I have a dataframe df
with the following ids (in Col
).
The last occurrence of A/B/C represents the start, and the last occurrence of X is the end. I should ignore any other A,B,C between start and end (e.g. rows 8 and 9).
I have to find start and end records from this data and assign a number to each of these occurrences.

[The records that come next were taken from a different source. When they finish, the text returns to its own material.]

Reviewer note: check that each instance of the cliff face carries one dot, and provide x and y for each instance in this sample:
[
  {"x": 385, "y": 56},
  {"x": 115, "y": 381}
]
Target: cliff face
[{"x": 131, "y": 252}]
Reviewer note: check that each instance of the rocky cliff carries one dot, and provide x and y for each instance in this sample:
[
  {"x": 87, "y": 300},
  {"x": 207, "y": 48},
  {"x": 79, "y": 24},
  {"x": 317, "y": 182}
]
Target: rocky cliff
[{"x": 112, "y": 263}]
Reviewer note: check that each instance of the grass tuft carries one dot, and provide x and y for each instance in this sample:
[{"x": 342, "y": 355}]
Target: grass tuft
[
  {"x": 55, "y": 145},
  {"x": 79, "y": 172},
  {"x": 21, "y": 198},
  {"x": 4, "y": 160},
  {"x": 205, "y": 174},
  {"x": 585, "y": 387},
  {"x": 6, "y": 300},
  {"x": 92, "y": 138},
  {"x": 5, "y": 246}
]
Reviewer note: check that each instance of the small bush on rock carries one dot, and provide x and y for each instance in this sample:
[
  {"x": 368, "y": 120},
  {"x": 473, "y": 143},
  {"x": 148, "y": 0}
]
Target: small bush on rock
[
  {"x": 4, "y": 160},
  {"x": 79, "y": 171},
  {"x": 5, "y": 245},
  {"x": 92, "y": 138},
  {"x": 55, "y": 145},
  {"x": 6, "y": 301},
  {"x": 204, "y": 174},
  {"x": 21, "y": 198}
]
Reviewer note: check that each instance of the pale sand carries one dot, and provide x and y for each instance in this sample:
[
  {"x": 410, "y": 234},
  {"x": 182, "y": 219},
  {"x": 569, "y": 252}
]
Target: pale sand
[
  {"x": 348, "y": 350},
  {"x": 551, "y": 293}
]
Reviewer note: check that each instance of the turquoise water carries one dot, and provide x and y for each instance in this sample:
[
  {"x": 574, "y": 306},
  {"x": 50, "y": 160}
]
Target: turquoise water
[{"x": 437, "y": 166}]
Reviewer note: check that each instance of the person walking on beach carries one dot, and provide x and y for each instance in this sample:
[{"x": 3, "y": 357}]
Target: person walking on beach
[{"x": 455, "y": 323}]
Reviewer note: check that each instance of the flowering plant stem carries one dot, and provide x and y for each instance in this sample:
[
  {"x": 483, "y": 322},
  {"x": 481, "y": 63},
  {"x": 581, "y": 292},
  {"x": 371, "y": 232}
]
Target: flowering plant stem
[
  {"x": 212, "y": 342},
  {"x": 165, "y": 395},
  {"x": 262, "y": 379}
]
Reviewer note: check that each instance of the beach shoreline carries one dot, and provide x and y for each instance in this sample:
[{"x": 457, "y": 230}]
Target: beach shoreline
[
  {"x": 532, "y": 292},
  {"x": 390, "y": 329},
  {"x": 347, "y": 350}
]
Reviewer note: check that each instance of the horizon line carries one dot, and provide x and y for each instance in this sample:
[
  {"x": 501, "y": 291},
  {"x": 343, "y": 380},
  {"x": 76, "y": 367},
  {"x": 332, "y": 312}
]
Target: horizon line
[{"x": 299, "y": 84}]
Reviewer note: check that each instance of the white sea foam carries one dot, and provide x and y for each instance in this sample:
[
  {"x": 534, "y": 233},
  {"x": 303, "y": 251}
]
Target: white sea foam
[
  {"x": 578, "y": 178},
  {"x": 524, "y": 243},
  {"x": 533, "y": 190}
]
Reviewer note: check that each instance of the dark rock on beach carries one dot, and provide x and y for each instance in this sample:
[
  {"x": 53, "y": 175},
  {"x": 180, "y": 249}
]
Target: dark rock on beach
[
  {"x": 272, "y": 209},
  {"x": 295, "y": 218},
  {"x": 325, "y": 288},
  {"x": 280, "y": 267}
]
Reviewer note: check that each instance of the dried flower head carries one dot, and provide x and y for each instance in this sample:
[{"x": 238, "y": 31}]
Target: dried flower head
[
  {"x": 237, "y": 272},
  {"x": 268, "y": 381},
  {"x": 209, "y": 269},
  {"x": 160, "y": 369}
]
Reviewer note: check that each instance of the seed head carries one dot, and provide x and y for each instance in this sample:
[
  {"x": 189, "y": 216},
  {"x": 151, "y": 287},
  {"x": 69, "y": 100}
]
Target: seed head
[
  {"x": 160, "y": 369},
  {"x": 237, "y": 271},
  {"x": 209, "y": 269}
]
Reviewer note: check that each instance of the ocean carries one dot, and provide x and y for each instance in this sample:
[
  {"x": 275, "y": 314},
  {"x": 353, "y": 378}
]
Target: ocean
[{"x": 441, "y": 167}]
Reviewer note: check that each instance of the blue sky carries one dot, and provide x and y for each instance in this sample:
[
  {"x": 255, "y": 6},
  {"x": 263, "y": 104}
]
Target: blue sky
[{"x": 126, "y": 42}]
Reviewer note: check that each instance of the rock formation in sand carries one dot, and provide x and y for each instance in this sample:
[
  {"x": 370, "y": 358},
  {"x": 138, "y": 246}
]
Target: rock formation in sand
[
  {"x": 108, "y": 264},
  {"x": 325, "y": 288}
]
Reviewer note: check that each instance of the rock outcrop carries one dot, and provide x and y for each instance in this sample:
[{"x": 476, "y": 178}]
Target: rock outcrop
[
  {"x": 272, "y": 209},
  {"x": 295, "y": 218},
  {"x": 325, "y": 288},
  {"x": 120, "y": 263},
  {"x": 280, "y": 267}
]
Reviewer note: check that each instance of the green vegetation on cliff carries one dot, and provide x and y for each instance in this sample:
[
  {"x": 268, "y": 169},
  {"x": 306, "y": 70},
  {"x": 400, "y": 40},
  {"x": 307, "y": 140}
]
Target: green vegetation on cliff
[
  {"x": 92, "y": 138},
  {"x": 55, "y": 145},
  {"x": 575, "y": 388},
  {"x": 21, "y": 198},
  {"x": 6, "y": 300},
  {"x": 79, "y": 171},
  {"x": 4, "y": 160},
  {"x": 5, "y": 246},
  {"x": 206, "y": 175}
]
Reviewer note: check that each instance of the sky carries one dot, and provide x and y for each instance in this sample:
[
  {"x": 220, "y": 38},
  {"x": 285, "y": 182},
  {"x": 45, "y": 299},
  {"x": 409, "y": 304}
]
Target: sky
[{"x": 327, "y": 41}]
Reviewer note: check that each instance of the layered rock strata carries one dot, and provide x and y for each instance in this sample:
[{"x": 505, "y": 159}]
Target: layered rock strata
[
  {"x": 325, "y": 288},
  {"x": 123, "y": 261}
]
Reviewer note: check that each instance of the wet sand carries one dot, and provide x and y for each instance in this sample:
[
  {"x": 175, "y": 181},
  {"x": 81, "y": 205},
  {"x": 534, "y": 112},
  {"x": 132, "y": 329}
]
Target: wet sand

The column count
is my desired output:
Col ID
P
Q
A
A
A 1
Q 1
Q 1
B 1
C 1
S 1
S 1
X 1
X 1
X 1
Q
Q
R
R
C
C 2
D 2
E 2
B 2
K 2
D 2
E 2
E 2
X 2
X 2
This code:
lc1 = df.index[df.Col.eq('A') & df.Col.ne(df.Col.shift(-1))]
would give me an array of all the last occurrences of Index values of 'A', in this case [5]
.
lc1 = df.index[df.Col.eq('C') & df.Col.ne(df.Col.shift(-1))] # [20]
lc2 = df.index[df.Col.eq('X') & df.Col.ne(df.Col.shift(-1))] # [14,29]
I would use iloc
to print the count values:
df.iloc[5:14]['count'] = 1
df.iloc[20:29]['count'] = 2
How can I find the indices of A/B/C together and print the count values of each start and end occurrence?